The number of underwater mortgages increased by about 620,000 from the third quarter, the firm said. Another 2.3 million mortgages had less than 5% equity in their home, which could be wiped out if home prices fall further.  "Negative equity is a significant drag on both the housing market and on economic growth," said Mark Fleming, chief economist with First American CoreLogic. "It is driving foreclosures and decreasing mobility for millions of homeowners."

Underwater mortgages are concentrated in few states.  In Nevada, 70% of mortgages were underwater followed by Arizona (51%), Florida (48%), Michigan (39%) and California (35%).

These numbers, along with close to 10% delinquency rates with payments over 60 days late for both FHA and Jumbo loans, point to a slow recovery.  It does however highlight likely upcoming opportunities for Short Sale and REO investors.
 

 


Comments

  1. Colleague_thumb_avatar-crosswind_

    James Ward Reply
    almost 2 years ago

    Very interesting. I did not realize the numbers were at those levels. I have mixed feelings about what will result from so many being underwater.

    Thanks for the info Ted.

  2. Colleague_thumb_avatar-romintex

    James Blakeley Reply
    almost 2 years ago

    Did you see the new Zillow report on Yahoo? http://finance.yahoo.com/real-estate/article/109131/americas-most-underwater-housing-markets
    Somehow a large part of the blame is on investor interest after all the real estate sales workshops.

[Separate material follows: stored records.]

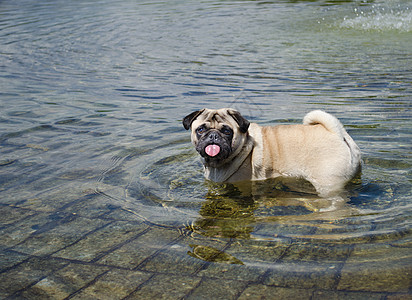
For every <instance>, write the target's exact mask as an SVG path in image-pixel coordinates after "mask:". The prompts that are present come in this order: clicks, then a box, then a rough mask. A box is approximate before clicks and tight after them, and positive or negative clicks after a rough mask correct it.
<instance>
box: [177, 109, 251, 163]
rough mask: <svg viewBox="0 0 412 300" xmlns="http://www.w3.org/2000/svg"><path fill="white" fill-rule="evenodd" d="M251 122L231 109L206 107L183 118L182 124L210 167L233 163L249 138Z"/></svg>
mask: <svg viewBox="0 0 412 300" xmlns="http://www.w3.org/2000/svg"><path fill="white" fill-rule="evenodd" d="M249 125H250V123H249V121H248V120H246V119H245V118H244V117H242V116H241V114H240V113H239V112H238V111H236V110H233V109H231V108H222V109H217V110H212V109H207V108H204V109H202V110H198V111H194V112H192V113H191V114H189V115H188V116H186V117H185V118H184V119H183V127H184V128H185V129H186V130H189V129H191V131H192V134H191V137H192V143H193V145H194V146H195V148H196V150H197V152H199V154H200V155H201V156H202V158H203V163H204V165H205V167H207V168H209V167H213V168H219V167H222V166H225V165H226V164H231V163H232V161H233V159H234V158H235V157H236V156H237V155H238V154H239V153H240V152H241V151H242V147H243V145H244V143H245V142H246V141H247V139H248V128H249ZM226 167H227V166H226Z"/></svg>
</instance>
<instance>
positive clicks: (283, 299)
mask: <svg viewBox="0 0 412 300" xmlns="http://www.w3.org/2000/svg"><path fill="white" fill-rule="evenodd" d="M312 293H313V290H311V289H299V288H295V289H292V288H281V287H274V286H267V285H262V284H254V285H250V286H248V287H247V288H246V289H245V290H244V292H243V293H242V294H241V295H240V297H239V298H238V299H239V300H249V299H282V300H287V299H291V300H295V299H299V300H300V299H302V300H304V299H311V296H312Z"/></svg>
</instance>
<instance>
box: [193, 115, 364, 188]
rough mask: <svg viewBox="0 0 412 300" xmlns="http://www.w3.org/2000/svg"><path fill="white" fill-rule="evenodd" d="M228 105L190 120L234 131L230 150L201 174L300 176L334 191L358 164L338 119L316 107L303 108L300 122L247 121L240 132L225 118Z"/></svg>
mask: <svg viewBox="0 0 412 300" xmlns="http://www.w3.org/2000/svg"><path fill="white" fill-rule="evenodd" d="M231 111H233V110H232V109H219V110H209V109H205V110H204V111H203V113H202V114H200V115H199V116H198V117H197V119H196V120H195V121H194V122H193V124H192V126H191V127H192V142H193V143H194V144H195V145H196V142H197V139H196V134H195V129H196V128H197V127H198V126H200V125H201V124H205V123H206V124H207V126H209V127H211V128H217V129H218V128H221V126H223V124H225V125H228V126H230V127H231V128H232V129H233V130H234V138H233V142H232V149H234V150H233V153H232V155H231V156H230V157H229V158H228V159H227V160H226V161H225V162H224V163H222V165H221V166H219V167H217V168H212V167H209V166H207V165H205V176H206V178H208V179H210V180H213V181H219V182H221V181H226V182H237V181H243V180H263V179H267V178H275V177H279V176H285V177H295V178H304V179H306V180H308V181H309V182H311V183H312V184H313V186H314V187H315V189H316V191H317V192H318V193H319V194H320V195H323V196H324V195H329V194H331V193H334V192H337V191H340V190H342V189H343V188H344V186H345V185H346V183H347V182H348V181H350V180H351V179H352V178H353V177H354V176H355V175H356V173H357V172H358V171H359V169H360V164H361V157H360V150H359V148H358V146H357V145H356V144H355V142H354V141H353V140H352V138H351V137H350V136H349V135H348V134H347V132H346V131H345V129H344V128H343V126H342V124H341V123H340V122H339V121H338V120H337V119H336V118H335V117H334V116H332V115H330V114H328V113H326V112H323V111H320V110H316V111H312V112H310V113H308V114H307V115H306V116H305V118H304V124H302V125H279V126H274V127H269V126H268V127H262V126H259V125H258V124H255V123H251V124H250V126H249V129H248V132H247V133H241V132H240V131H239V127H238V125H237V123H236V121H235V120H234V119H233V118H232V117H231V115H230V113H229V112H231Z"/></svg>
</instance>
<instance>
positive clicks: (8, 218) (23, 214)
mask: <svg viewBox="0 0 412 300" xmlns="http://www.w3.org/2000/svg"><path fill="white" fill-rule="evenodd" d="M34 214H36V212H35V211H32V210H28V209H21V208H18V207H12V206H6V205H4V206H3V205H2V206H0V221H1V222H0V224H1V226H2V227H4V226H6V225H9V224H13V223H16V222H18V221H20V220H22V219H24V218H26V217H28V216H32V215H34Z"/></svg>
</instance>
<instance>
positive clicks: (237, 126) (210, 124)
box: [183, 108, 250, 133]
mask: <svg viewBox="0 0 412 300" xmlns="http://www.w3.org/2000/svg"><path fill="white" fill-rule="evenodd" d="M202 124H206V125H207V126H208V127H209V128H216V129H219V128H221V127H222V126H223V125H229V126H230V127H231V128H232V129H235V128H239V130H240V132H242V133H246V132H247V130H248V128H249V125H250V123H249V121H248V120H246V119H245V118H244V117H242V116H241V114H240V113H239V112H238V111H236V110H234V109H231V108H221V109H217V110H213V109H207V108H204V109H201V110H198V111H194V112H192V113H191V114H189V115H187V116H186V117H185V118H184V119H183V126H184V128H185V129H186V130H189V129H190V128H192V130H193V129H196V128H197V127H198V126H201V125H202Z"/></svg>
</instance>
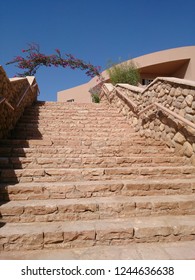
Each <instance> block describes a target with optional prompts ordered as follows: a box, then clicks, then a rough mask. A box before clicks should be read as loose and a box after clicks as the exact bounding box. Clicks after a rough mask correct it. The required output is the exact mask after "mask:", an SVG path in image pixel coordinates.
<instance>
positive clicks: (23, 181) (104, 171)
mask: <svg viewBox="0 0 195 280" xmlns="http://www.w3.org/2000/svg"><path fill="white" fill-rule="evenodd" d="M178 176H179V178H195V167H193V166H187V165H186V166H157V167H156V166H154V167H139V168H137V167H117V168H57V169H56V168H42V169H41V168H39V169H24V170H23V169H1V170H0V178H1V182H7V183H9V182H12V183H17V182H32V181H33V182H55V181H61V182H65V181H68V182H70V181H93V180H118V179H121V180H122V179H131V178H132V179H136V178H143V180H144V179H146V178H178Z"/></svg>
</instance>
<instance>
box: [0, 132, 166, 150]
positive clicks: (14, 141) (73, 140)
mask: <svg viewBox="0 0 195 280" xmlns="http://www.w3.org/2000/svg"><path fill="white" fill-rule="evenodd" d="M129 136H130V137H129V138H127V137H124V136H123V137H118V136H116V137H114V138H113V139H110V138H109V137H101V136H100V135H99V136H98V135H95V136H94V137H89V136H85V135H81V136H80V137H79V138H78V135H71V134H67V135H65V136H64V137H60V136H57V135H56V136H53V137H51V138H46V137H45V138H43V139H1V140H0V146H1V147H24V148H25V147H41V146H65V145H67V144H69V143H72V142H74V143H75V141H77V142H79V143H80V144H84V145H87V146H89V145H91V144H100V145H104V146H105V145H106V146H110V145H112V146H121V145H123V144H125V145H132V143H134V146H135V144H136V145H144V146H146V145H150V146H152V147H154V148H156V147H157V146H161V147H166V146H165V144H163V143H162V142H160V141H155V140H150V139H147V140H145V139H142V138H139V137H137V136H136V135H135V134H134V133H132V134H131V135H129Z"/></svg>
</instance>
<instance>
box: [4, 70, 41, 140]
mask: <svg viewBox="0 0 195 280" xmlns="http://www.w3.org/2000/svg"><path fill="white" fill-rule="evenodd" d="M25 92H26V95H25V96H24V98H23V100H22V101H21V103H20V104H19V106H18V107H17V104H18V102H19V100H20V98H21V97H22V95H23V94H24V93H25ZM37 92H38V86H37V84H36V80H35V78H34V77H25V78H13V79H9V78H8V77H7V75H6V73H5V71H4V69H3V68H2V67H1V66H0V97H1V98H6V101H8V102H9V104H10V105H11V106H12V107H13V108H14V110H12V109H11V108H10V107H9V106H8V105H7V104H6V102H5V101H4V102H2V103H0V139H1V138H5V137H7V135H8V133H9V131H10V130H11V129H13V127H14V126H15V124H16V122H17V120H18V119H19V118H20V116H21V115H22V113H23V111H24V108H25V107H26V106H29V105H31V104H32V103H33V102H34V101H35V100H36V99H37Z"/></svg>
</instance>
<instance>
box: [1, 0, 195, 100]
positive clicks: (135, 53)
mask: <svg viewBox="0 0 195 280" xmlns="http://www.w3.org/2000/svg"><path fill="white" fill-rule="evenodd" d="M0 34H1V37H0V38H1V44H0V50H1V51H0V65H2V66H3V67H4V69H5V70H6V72H7V75H8V77H13V76H14V75H15V74H16V72H19V69H17V68H16V67H15V66H14V65H6V62H8V61H10V60H12V59H13V57H14V56H17V55H22V52H21V50H22V49H25V48H26V47H27V44H28V43H32V42H35V43H37V44H39V46H40V50H41V52H42V53H45V54H52V53H54V52H55V51H54V50H55V49H56V48H58V49H60V50H61V52H62V53H71V54H73V55H75V56H76V57H78V58H81V59H83V60H85V61H86V62H90V63H92V64H94V65H100V66H101V67H102V70H104V69H106V66H107V63H108V61H109V60H112V61H115V62H117V61H118V60H119V59H121V60H127V59H129V58H134V57H137V56H140V55H144V54H147V53H151V52H155V51H160V50H164V49H169V48H176V47H182V46H191V45H195V1H194V0H185V1H184V0H163V1H156V0H137V1H136V0H134V1H132V0H96V1H93V0H33V1H31V0H28V1H26V0H17V1H16V0H6V1H1V3H0ZM36 79H37V81H38V84H39V88H40V91H41V94H40V96H39V100H48V101H53V100H56V93H57V91H60V90H63V89H68V88H71V87H74V86H77V85H80V84H82V83H85V82H87V81H89V77H87V76H86V75H85V73H84V72H82V71H81V70H70V69H62V68H41V69H39V70H38V71H37V73H36Z"/></svg>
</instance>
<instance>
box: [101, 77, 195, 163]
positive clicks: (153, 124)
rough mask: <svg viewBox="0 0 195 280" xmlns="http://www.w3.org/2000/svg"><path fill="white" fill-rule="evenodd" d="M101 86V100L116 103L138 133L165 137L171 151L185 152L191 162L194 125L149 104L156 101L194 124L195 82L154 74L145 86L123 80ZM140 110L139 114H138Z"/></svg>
mask: <svg viewBox="0 0 195 280" xmlns="http://www.w3.org/2000/svg"><path fill="white" fill-rule="evenodd" d="M105 87H107V91H105V89H104V88H105ZM104 88H102V92H101V95H100V98H101V102H109V103H110V104H111V105H112V106H115V107H117V108H118V110H119V111H120V112H121V113H122V114H123V115H125V116H126V117H127V119H128V120H129V122H130V123H131V125H133V126H134V128H135V130H136V131H139V133H140V135H141V136H142V137H151V138H154V139H158V140H159V139H160V140H163V141H165V142H166V143H167V145H168V146H169V147H170V149H172V150H174V151H175V153H177V154H180V155H185V156H186V157H188V158H189V159H191V162H192V163H193V164H195V129H194V128H193V127H191V126H189V125H187V124H186V123H185V122H183V121H182V120H181V119H177V118H176V117H174V116H172V115H171V114H168V113H167V112H165V111H164V110H161V109H159V108H157V107H156V106H152V104H154V103H155V102H157V103H159V104H160V105H162V106H164V107H165V108H167V109H169V110H171V111H172V112H174V113H176V114H177V115H179V116H181V117H183V118H184V119H186V120H188V121H190V122H191V123H192V126H193V124H194V125H195V82H193V81H188V80H183V79H178V78H156V79H155V80H154V81H153V82H152V83H151V84H150V85H149V86H148V87H146V88H139V87H134V86H130V85H127V84H117V85H116V86H115V87H112V88H111V86H110V85H109V90H108V84H105V85H104ZM108 92H109V93H108ZM150 105H151V106H150ZM147 107H148V108H147ZM144 109H146V110H145V111H144ZM142 111H143V114H140V112H142Z"/></svg>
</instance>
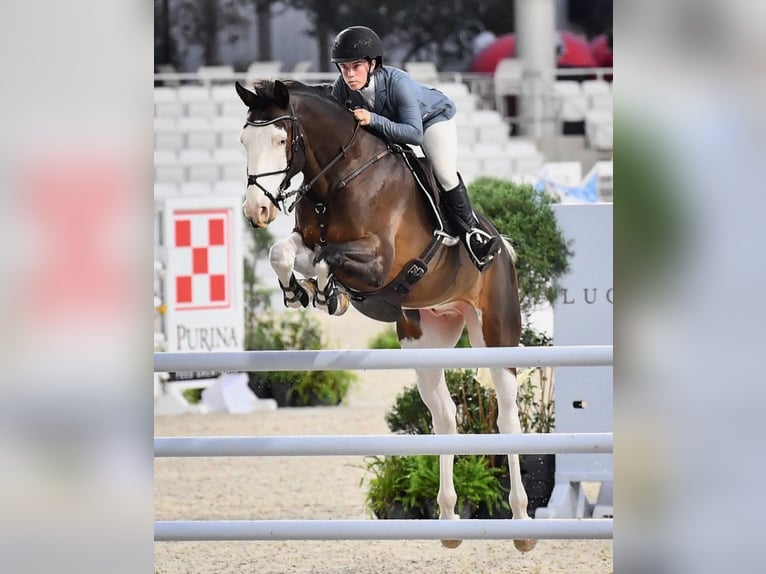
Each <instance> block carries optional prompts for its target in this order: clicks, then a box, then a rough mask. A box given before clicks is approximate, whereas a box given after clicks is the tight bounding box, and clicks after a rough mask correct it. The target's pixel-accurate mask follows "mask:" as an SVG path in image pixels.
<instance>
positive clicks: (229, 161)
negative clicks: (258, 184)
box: [213, 148, 247, 182]
mask: <svg viewBox="0 0 766 574" xmlns="http://www.w3.org/2000/svg"><path fill="white" fill-rule="evenodd" d="M213 163H215V164H216V165H218V168H219V173H220V176H221V179H224V180H231V181H237V180H239V181H240V182H244V181H245V180H246V174H247V160H246V159H245V150H244V148H219V149H216V150H213Z"/></svg>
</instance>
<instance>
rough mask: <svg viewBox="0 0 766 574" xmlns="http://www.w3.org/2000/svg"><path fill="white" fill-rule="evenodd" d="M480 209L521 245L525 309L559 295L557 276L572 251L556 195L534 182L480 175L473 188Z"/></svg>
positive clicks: (563, 268) (515, 240)
mask: <svg viewBox="0 0 766 574" xmlns="http://www.w3.org/2000/svg"><path fill="white" fill-rule="evenodd" d="M468 191H469V193H470V195H471V201H472V202H473V206H474V208H475V209H476V210H477V211H481V212H482V213H484V215H486V216H487V217H488V218H489V219H490V220H491V221H492V223H494V224H495V227H497V229H498V231H499V232H500V233H501V234H502V235H504V236H506V237H507V238H508V240H509V241H510V242H511V244H512V245H513V247H514V249H515V251H516V271H517V274H518V278H519V296H520V300H521V309H522V312H523V313H524V314H525V315H527V316H528V315H529V313H530V311H531V310H532V309H534V308H535V307H538V306H539V305H540V304H542V303H544V302H546V301H547V302H550V303H552V302H553V301H554V300H555V299H556V296H557V295H558V287H557V283H556V282H557V280H558V279H559V278H560V277H561V276H562V275H563V274H564V273H566V272H567V270H568V269H569V262H568V259H569V257H570V256H571V255H572V252H571V251H570V249H569V245H568V244H567V242H566V240H565V239H564V236H563V235H562V233H561V230H560V229H559V226H558V222H557V221H556V215H555V214H554V212H553V209H552V208H551V206H552V205H553V204H554V203H555V200H554V199H553V198H552V197H551V196H550V195H549V194H547V193H545V192H544V191H537V190H535V188H534V187H533V186H532V185H530V184H517V183H514V182H512V181H510V180H501V179H493V178H489V177H480V178H479V179H477V180H475V181H474V182H473V183H471V185H470V186H469V188H468Z"/></svg>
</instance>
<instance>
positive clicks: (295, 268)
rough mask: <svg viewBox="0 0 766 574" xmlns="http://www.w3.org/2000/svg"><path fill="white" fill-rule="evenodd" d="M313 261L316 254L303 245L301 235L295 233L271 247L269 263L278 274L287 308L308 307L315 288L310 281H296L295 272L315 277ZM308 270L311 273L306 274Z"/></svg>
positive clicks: (278, 241) (278, 278)
mask: <svg viewBox="0 0 766 574" xmlns="http://www.w3.org/2000/svg"><path fill="white" fill-rule="evenodd" d="M313 259H314V254H313V253H312V252H311V251H310V250H309V249H308V248H307V247H306V246H305V245H304V244H303V239H301V236H300V234H298V233H295V232H293V233H291V234H290V235H289V236H287V237H286V238H285V239H282V240H281V241H277V242H276V243H275V244H274V245H272V246H271V249H270V250H269V263H271V267H272V268H273V269H274V272H275V273H276V274H277V279H278V280H279V286H280V287H281V288H282V295H283V297H284V303H285V307H290V308H292V309H296V308H300V307H308V304H309V301H310V300H311V298H312V297H313V295H314V292H315V288H314V286H313V284H311V282H310V281H305V280H298V279H296V277H295V274H294V271H295V270H296V269H297V270H298V271H300V272H301V273H304V274H305V275H313V264H312V263H311V262H312V261H313ZM306 269H309V272H305V270H306Z"/></svg>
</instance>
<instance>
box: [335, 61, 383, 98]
mask: <svg viewBox="0 0 766 574" xmlns="http://www.w3.org/2000/svg"><path fill="white" fill-rule="evenodd" d="M374 68H375V62H368V61H367V60H364V59H361V60H354V61H353V62H343V63H342V64H340V73H341V75H342V76H343V81H344V82H346V84H347V85H348V87H349V88H351V89H352V90H354V91H355V92H356V91H358V90H361V89H362V88H363V87H364V85H365V84H366V83H367V74H369V73H370V72H371V71H372V70H373V69H374Z"/></svg>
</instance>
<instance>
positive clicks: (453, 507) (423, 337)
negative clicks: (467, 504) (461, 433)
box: [396, 309, 463, 548]
mask: <svg viewBox="0 0 766 574" xmlns="http://www.w3.org/2000/svg"><path fill="white" fill-rule="evenodd" d="M462 330H463V318H462V317H461V316H459V315H457V314H442V315H436V314H433V313H431V312H430V311H426V310H423V309H421V310H420V311H414V312H413V311H409V312H407V313H405V314H404V315H403V316H402V318H401V319H399V321H397V323H396V332H397V335H398V336H399V342H400V344H401V346H402V348H403V349H413V348H430V347H453V346H454V345H455V343H457V341H458V339H459V338H460V334H461V332H462ZM415 373H416V375H417V379H418V391H419V392H420V398H421V399H423V402H424V403H425V405H426V407H428V410H429V412H430V413H431V422H432V423H433V429H434V433H436V434H457V420H456V418H455V417H456V415H457V407H456V406H455V402H454V401H453V400H452V397H451V396H450V392H449V389H448V388H447V381H446V380H445V378H444V369H416V370H415ZM454 462H455V455H452V454H445V455H441V456H439V492H438V493H437V495H436V502H437V503H438V504H439V519H440V520H457V519H459V518H460V516H459V515H458V514H457V513H455V504H456V503H457V492H456V491H455V481H454V474H453V467H454ZM442 545H444V546H445V547H447V548H456V547H457V546H459V545H460V540H442Z"/></svg>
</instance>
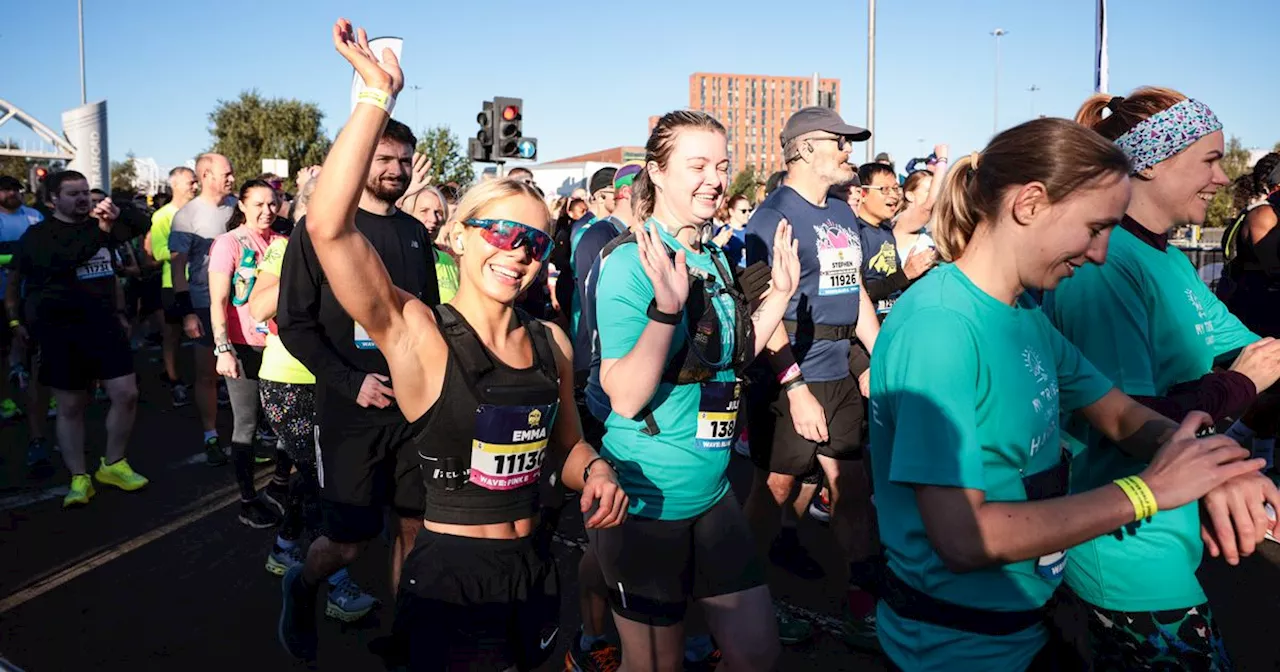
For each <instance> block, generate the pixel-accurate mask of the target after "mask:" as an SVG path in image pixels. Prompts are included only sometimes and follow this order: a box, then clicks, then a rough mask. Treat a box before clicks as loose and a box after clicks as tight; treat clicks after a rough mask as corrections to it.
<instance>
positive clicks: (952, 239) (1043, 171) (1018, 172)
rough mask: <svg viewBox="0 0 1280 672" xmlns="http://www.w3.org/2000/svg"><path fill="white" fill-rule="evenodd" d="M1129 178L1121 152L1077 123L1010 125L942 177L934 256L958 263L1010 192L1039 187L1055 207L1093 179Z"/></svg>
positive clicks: (1100, 137)
mask: <svg viewBox="0 0 1280 672" xmlns="http://www.w3.org/2000/svg"><path fill="white" fill-rule="evenodd" d="M1128 174H1129V159H1128V157H1125V155H1124V152H1123V151H1120V148H1119V147H1116V146H1115V145H1114V143H1111V142H1108V141H1107V140H1106V138H1103V137H1102V136H1100V134H1097V133H1094V132H1093V131H1091V129H1088V128H1085V127H1083V125H1080V124H1076V123H1071V122H1069V120H1066V119H1036V120H1032V122H1027V123H1024V124H1020V125H1015V127H1014V128H1010V129H1009V131H1005V132H1002V133H1000V134H998V136H996V137H995V138H992V141H991V143H989V145H987V147H986V148H984V150H982V154H977V152H974V154H970V155H968V156H963V157H960V160H957V161H956V163H955V164H952V165H951V168H950V170H948V172H947V177H946V184H943V187H942V195H941V197H940V198H938V205H937V206H936V207H934V210H933V214H934V224H933V227H934V233H933V238H934V241H936V242H937V247H938V255H940V256H941V257H942V259H943V260H946V261H955V260H957V259H960V256H961V255H963V253H964V248H965V246H966V244H969V241H970V239H972V238H973V233H974V230H977V228H978V223H980V221H993V220H995V219H996V216H997V214H998V210H1000V205H1001V201H1002V198H1004V195H1005V192H1006V191H1007V189H1009V188H1011V187H1018V186H1021V184H1028V183H1032V182H1039V183H1042V184H1044V189H1046V191H1047V192H1048V198H1050V202H1059V201H1061V200H1062V198H1066V197H1068V196H1070V195H1071V192H1074V191H1075V189H1078V188H1080V187H1083V186H1084V184H1088V183H1091V182H1093V180H1096V179H1100V178H1103V177H1107V175H1128Z"/></svg>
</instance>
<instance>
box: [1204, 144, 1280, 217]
mask: <svg viewBox="0 0 1280 672" xmlns="http://www.w3.org/2000/svg"><path fill="white" fill-rule="evenodd" d="M1277 145H1280V143H1277ZM1222 170H1224V172H1225V173H1226V177H1228V178H1230V179H1231V180H1233V182H1234V180H1235V178H1238V177H1240V175H1243V174H1245V173H1248V172H1249V151H1248V150H1245V148H1244V146H1242V145H1240V138H1236V137H1234V136H1233V137H1231V138H1230V140H1229V141H1228V142H1226V152H1225V154H1224V155H1222ZM1234 198H1235V192H1234V189H1233V188H1231V186H1228V187H1224V188H1222V189H1219V192H1217V193H1216V195H1215V196H1213V200H1212V201H1210V204H1208V215H1207V216H1206V218H1204V225H1206V227H1225V225H1226V224H1229V223H1230V221H1231V219H1233V218H1235V215H1236V212H1235V206H1234V205H1233V200H1234Z"/></svg>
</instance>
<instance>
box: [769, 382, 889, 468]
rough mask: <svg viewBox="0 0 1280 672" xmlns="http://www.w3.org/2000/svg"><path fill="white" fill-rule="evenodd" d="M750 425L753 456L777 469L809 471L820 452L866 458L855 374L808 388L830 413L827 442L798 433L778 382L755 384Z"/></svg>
mask: <svg viewBox="0 0 1280 672" xmlns="http://www.w3.org/2000/svg"><path fill="white" fill-rule="evenodd" d="M749 389H750V393H749V394H750V397H749V399H750V401H749V408H750V410H751V412H750V413H749V415H748V424H749V431H750V436H751V440H750V445H751V461H753V462H754V463H755V466H756V467H759V468H762V470H765V471H769V472H772V474H790V475H792V476H804V475H806V474H809V472H810V471H812V470H813V468H814V462H815V457H817V456H819V454H820V456H826V457H831V458H835V460H860V458H861V457H863V425H864V424H865V422H864V421H865V417H867V412H865V406H864V402H863V394H861V392H860V390H859V389H858V379H855V378H854V376H849V378H842V379H840V380H831V381H822V383H809V392H812V393H813V396H814V397H815V398H817V399H818V403H820V404H822V408H823V411H826V413H827V438H828V439H829V440H828V442H827V443H814V442H810V440H809V439H805V438H804V436H801V435H799V434H796V429H795V425H794V424H792V421H791V401H790V397H787V394H786V393H785V392H782V388H781V387H780V385H777V384H776V383H763V384H754V385H751V387H750V388H749Z"/></svg>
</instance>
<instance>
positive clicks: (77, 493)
mask: <svg viewBox="0 0 1280 672" xmlns="http://www.w3.org/2000/svg"><path fill="white" fill-rule="evenodd" d="M95 494H96V493H95V492H93V481H91V480H90V479H88V474H77V475H74V476H72V486H70V488H68V490H67V497H64V498H63V508H70V507H82V506H84V504H87V503H88V500H90V499H91V498H92V497H93V495H95Z"/></svg>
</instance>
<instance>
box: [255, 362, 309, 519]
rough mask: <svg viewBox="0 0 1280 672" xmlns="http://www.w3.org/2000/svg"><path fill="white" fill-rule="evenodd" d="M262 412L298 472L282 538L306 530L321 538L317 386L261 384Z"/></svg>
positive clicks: (293, 465) (260, 380) (290, 498)
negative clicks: (265, 414)
mask: <svg viewBox="0 0 1280 672" xmlns="http://www.w3.org/2000/svg"><path fill="white" fill-rule="evenodd" d="M259 392H260V393H261V397H262V411H264V412H265V413H266V420H268V422H270V424H271V430H273V431H275V435H276V438H279V440H280V445H282V447H283V448H284V454H287V456H288V458H289V461H292V462H293V466H294V467H297V470H298V471H297V472H296V474H294V475H293V477H292V479H289V497H288V502H287V503H285V508H284V524H283V525H282V526H280V536H282V538H284V539H289V540H293V539H297V538H298V536H300V535H301V534H302V530H303V529H307V530H310V531H311V534H312V536H319V535H320V529H319V527H320V480H319V476H317V475H316V453H315V407H316V397H315V385H302V384H293V383H274V381H271V380H260V381H259Z"/></svg>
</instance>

Small comments of speculation and predatory lending. Should I feel dirty? Cause I don't. I help owners sell when they can not get market prcing. I do not force anyone to sell. Terms are always negotiable. Praise us all or condemn us all by the actions of some.

  3. Colleague_thumb_avatar-tedakers

    Ted Akers Reply
    almost 2 years ago

    Thanks for the post. Pretty good article - I am surprised more blame was not placed on speculators/investors. Phoenix was increasing at 20% + for several years - it had to adjust. Valuations are always a function of supply and demand. There is plenty of blame to go around - some bad mortgage product and a whole lot of lost jobs. Not dirty - I blame the no JOBS scenario first.